Jason Jones is a Senior Contributor to The Stream. He is a film producer, author, activist and human rights worker. For the past 20+ years, he has worked to defend the most vulnerable — from the homeless on the streets of Los Angeles to persecuted Christians in Africa, from women in crisis pregnancies to victims of “honor killing” in Iran.

He attended the University of Hawaii, after a tour serving in the U.S. infantry. At UHI, he founded the Pro-Life Student Union and served as state chairman of Young Americans for Freedom. Jason would go on to serve as director of Hawaii Right to Life, national youth director of the American Life League, grassroots director of Brownback for President, and public relations director for the world’s largest international pro-life organization, Human Life International.  He has appeared in defense of the most vulnerable members of the human family on ABC, Fox, CNN and hundreds of radio programs nationwide.

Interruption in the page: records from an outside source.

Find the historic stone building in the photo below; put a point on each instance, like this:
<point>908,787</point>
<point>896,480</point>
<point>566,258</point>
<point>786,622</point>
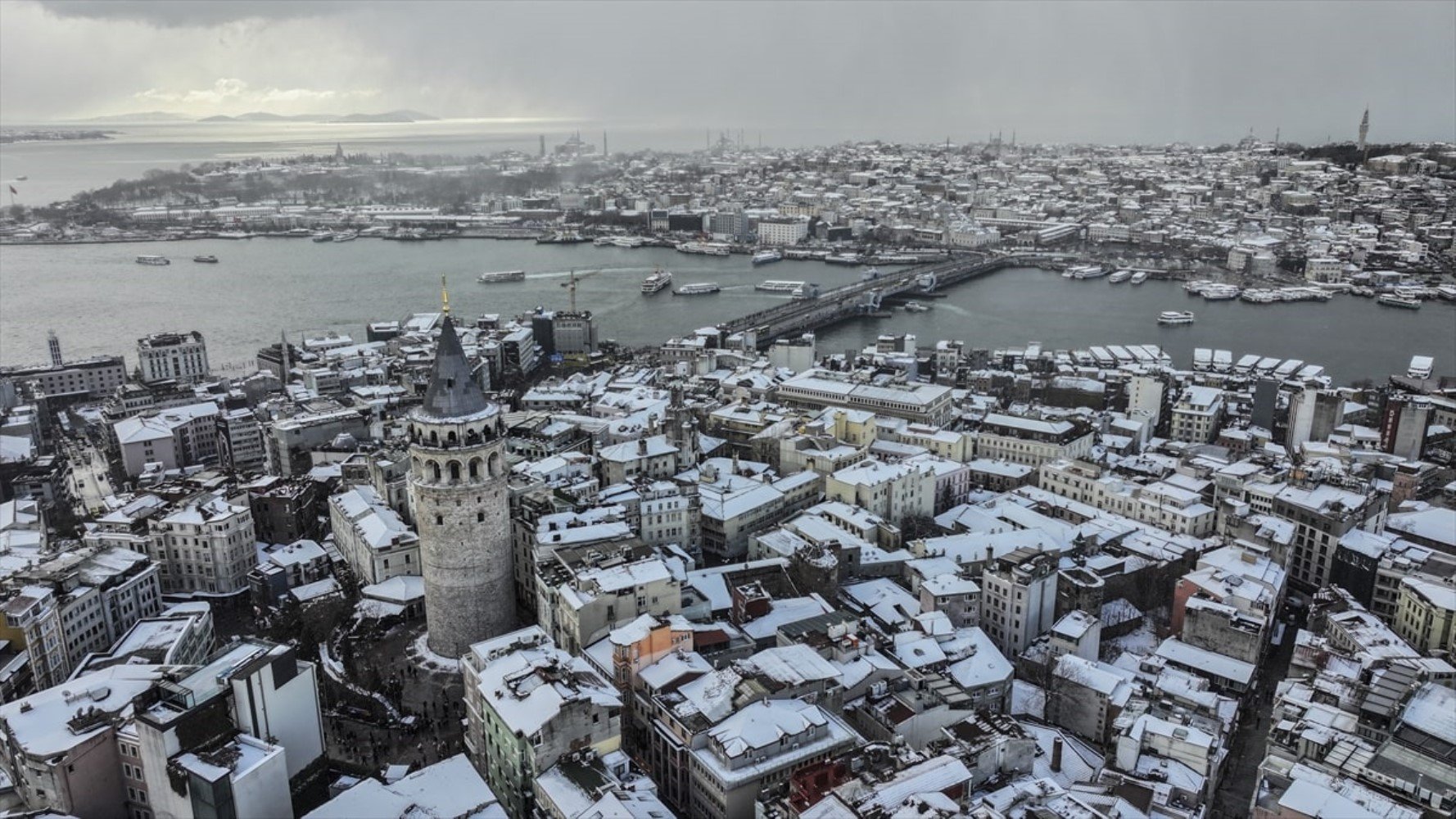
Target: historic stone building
<point>458,488</point>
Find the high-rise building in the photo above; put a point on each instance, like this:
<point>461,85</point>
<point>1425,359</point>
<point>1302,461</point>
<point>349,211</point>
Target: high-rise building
<point>458,488</point>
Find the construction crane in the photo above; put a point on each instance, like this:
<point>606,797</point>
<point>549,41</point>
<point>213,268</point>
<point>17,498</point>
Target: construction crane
<point>571,286</point>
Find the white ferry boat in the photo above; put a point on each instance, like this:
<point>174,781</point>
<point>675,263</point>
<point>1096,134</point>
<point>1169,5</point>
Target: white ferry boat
<point>1219,292</point>
<point>776,286</point>
<point>1392,301</point>
<point>657,282</point>
<point>705,248</point>
<point>495,277</point>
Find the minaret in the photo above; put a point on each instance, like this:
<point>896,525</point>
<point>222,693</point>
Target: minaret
<point>458,488</point>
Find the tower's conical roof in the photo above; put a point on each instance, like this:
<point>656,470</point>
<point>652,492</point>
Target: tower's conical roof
<point>453,391</point>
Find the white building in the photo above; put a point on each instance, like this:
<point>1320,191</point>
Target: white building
<point>175,437</point>
<point>172,356</point>
<point>372,538</point>
<point>782,229</point>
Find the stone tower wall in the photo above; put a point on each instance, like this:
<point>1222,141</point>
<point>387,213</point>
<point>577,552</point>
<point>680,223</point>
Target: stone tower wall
<point>465,540</point>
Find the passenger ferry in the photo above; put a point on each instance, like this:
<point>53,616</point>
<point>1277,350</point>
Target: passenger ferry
<point>658,280</point>
<point>1219,293</point>
<point>772,286</point>
<point>1392,301</point>
<point>495,277</point>
<point>705,248</point>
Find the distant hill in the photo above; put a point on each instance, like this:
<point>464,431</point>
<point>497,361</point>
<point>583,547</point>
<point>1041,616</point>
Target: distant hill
<point>142,117</point>
<point>404,115</point>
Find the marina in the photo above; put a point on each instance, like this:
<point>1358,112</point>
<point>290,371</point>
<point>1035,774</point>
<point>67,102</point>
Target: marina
<point>346,286</point>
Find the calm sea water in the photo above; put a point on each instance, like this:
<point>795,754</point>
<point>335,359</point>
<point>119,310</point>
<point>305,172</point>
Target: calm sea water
<point>99,302</point>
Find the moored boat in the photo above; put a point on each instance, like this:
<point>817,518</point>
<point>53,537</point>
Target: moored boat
<point>775,286</point>
<point>1392,301</point>
<point>657,282</point>
<point>495,277</point>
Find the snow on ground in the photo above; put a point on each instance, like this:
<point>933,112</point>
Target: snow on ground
<point>1143,641</point>
<point>419,652</point>
<point>1027,699</point>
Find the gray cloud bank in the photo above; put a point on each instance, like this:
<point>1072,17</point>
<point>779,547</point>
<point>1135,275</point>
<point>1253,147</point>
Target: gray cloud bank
<point>1055,72</point>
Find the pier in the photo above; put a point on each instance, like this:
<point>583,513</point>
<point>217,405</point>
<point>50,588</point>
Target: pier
<point>866,297</point>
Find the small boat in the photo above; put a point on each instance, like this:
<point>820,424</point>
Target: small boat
<point>495,277</point>
<point>1392,301</point>
<point>776,286</point>
<point>657,282</point>
<point>705,248</point>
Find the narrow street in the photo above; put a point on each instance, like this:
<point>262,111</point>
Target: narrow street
<point>1235,792</point>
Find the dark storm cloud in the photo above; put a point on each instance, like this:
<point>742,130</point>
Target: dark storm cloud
<point>181,13</point>
<point>1056,72</point>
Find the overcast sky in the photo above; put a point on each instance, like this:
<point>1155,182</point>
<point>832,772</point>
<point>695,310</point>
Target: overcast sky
<point>1053,72</point>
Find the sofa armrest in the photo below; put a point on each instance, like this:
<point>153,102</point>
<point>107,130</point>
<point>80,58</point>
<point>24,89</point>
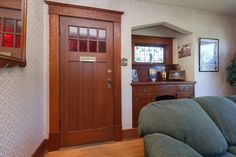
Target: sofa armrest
<point>161,145</point>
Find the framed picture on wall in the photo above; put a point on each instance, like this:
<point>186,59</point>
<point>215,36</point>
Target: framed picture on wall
<point>208,55</point>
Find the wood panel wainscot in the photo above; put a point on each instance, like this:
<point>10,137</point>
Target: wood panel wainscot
<point>146,92</point>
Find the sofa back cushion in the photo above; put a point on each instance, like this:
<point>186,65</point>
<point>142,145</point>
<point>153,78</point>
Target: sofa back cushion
<point>184,120</point>
<point>223,112</point>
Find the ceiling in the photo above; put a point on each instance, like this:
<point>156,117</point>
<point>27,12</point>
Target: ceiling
<point>220,6</point>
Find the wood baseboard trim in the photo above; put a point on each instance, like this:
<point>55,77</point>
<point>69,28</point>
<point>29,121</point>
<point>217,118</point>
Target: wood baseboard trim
<point>53,142</point>
<point>130,133</point>
<point>40,151</point>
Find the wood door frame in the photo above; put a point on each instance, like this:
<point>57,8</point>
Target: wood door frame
<point>56,10</point>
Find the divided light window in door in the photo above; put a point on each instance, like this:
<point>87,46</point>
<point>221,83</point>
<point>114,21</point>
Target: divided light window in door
<point>84,39</point>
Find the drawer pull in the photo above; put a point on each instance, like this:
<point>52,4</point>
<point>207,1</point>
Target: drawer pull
<point>145,90</point>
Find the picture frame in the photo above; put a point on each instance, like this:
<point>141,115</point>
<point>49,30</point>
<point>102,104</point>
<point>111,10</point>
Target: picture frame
<point>208,55</point>
<point>177,75</point>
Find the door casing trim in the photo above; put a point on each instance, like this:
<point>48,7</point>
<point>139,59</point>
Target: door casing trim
<point>56,10</point>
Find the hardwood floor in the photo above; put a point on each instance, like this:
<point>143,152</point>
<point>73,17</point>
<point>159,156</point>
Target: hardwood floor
<point>129,148</point>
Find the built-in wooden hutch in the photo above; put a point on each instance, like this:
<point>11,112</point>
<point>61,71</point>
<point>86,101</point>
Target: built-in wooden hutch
<point>144,90</point>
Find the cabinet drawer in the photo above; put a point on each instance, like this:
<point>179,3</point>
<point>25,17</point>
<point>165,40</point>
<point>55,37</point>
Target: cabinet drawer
<point>184,88</point>
<point>185,95</point>
<point>165,88</point>
<point>143,89</point>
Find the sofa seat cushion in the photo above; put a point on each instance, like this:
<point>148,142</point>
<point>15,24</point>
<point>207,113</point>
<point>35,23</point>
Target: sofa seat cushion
<point>232,150</point>
<point>185,120</point>
<point>160,145</point>
<point>227,154</point>
<point>223,112</point>
<point>232,97</point>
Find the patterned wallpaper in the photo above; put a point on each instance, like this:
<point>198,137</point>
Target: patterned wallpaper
<point>22,93</point>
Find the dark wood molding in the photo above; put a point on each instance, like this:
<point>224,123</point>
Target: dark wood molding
<point>83,11</point>
<point>130,133</point>
<point>54,73</point>
<point>117,82</point>
<point>11,4</point>
<point>40,151</point>
<point>53,143</point>
<point>55,11</point>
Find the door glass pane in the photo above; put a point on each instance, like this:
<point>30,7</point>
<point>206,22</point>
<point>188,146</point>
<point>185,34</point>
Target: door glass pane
<point>8,40</point>
<point>83,33</point>
<point>83,45</point>
<point>102,34</point>
<point>73,32</point>
<point>102,46</point>
<point>92,46</point>
<point>18,26</point>
<point>93,34</point>
<point>73,46</point>
<point>18,41</point>
<point>9,25</point>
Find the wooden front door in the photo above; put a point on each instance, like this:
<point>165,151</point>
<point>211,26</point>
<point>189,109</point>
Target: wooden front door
<point>86,75</point>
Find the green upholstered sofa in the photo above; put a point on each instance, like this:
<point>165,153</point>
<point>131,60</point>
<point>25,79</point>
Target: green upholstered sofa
<point>200,127</point>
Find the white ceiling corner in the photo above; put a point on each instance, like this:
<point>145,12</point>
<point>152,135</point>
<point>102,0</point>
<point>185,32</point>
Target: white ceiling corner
<point>220,6</point>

Jones is the Founder of HERO [Human-Rights Education and Relief Organization], a non-profit that promotes human dignity regardless of ability, age, status, race or geography.  He spearheaded a HERO initiative to bring clean water to suffering refugees in South Sudan. In 2009, despite the government’s warning of unsafe travel, Jason visited Darfur and inspected 26 new water wells and distributed $2 million in food, medicine and other aid. He is currently leading an effort to provide emergency aid to the victims of ISIS in Iraq.

Jones was a producer on the 2006 prolife film, Bella, which won several film industry awards, most notably the People’s Choice Award at the 2006 Toronto International Film Festival.

He was the associate producer of the 2008 film on honor killings, The Stoning of Soraya M., which won the NAACP Image Award in 2010 as well as the Los Angeles Film Festival Audience Award in 2009.

His short films include Eyes to See (2010) and Crescendo (2011); Crescendo, whose executive producer was Patti Mallette (mother of Justin Bieber), raised millions of dollars for women and children in crisis pregnancy centers. He was producer in 2012 of the TV movie Mother Marianne: Portrait of a Saint.

Jones lives in Hawaii, with his wife and seven children.

 

John Zmirak is a Senior Editor of The Stream. He received his B.A. from Yale University in 1986, then his M.F.A. in screenwriting and fiction and his Ph.D. in English in 1996 from Louisiana State University. His focus was the English Renaissance, and the novels of Walker Percy. He taught composition at LSU and screenwriting at Tulane University, and has written screenplays for and with director Ronald Maxwell (Gods & Generals and Gettysburg). He was elected alternate delegate to the 1996 Republican Convention, representing Pat Buchanan.

He has been Press Secretary to pro-life Louisiana Governor Mike Foster, and a reporter and editor at Success magazine and Investor’s Business Daily, among other publications. His essays, poems and other works have appeared in First Things, The Weekly Standard, The Atlanta Journal-Constitution, USA Today, FrontPage Magazine, The American Conservative, The South Carolina Review, Modern Age, The Intercollegiate Review, Commonweal and The National Catholic Register, among other venues. He has contributed to American Conservatism: An Encyclopedia and The Encyclopedia of Catholic Social Thought. From 2000-2004, he served as Senior Editor of Faith & Family magazine and a reporter at The National Catholic Register. During 2012, he was editor of Crisis.

He is author or co-author of six books, including Wilhelm Ropke: Swiss Localist, Global Economist, The Grand Inquisitor (graphic novel) and most recently, The Race to Save Our Century. He was editor of the Intercollegiate Studies Institute’s guide to higher education, Choosing the Right College and Collegeguide.org, for ten years, and is also editor of Disorientation: How to Go to College Without Losing Your Mind.

He is a native of New York City, but now resides in Dallas, Texas.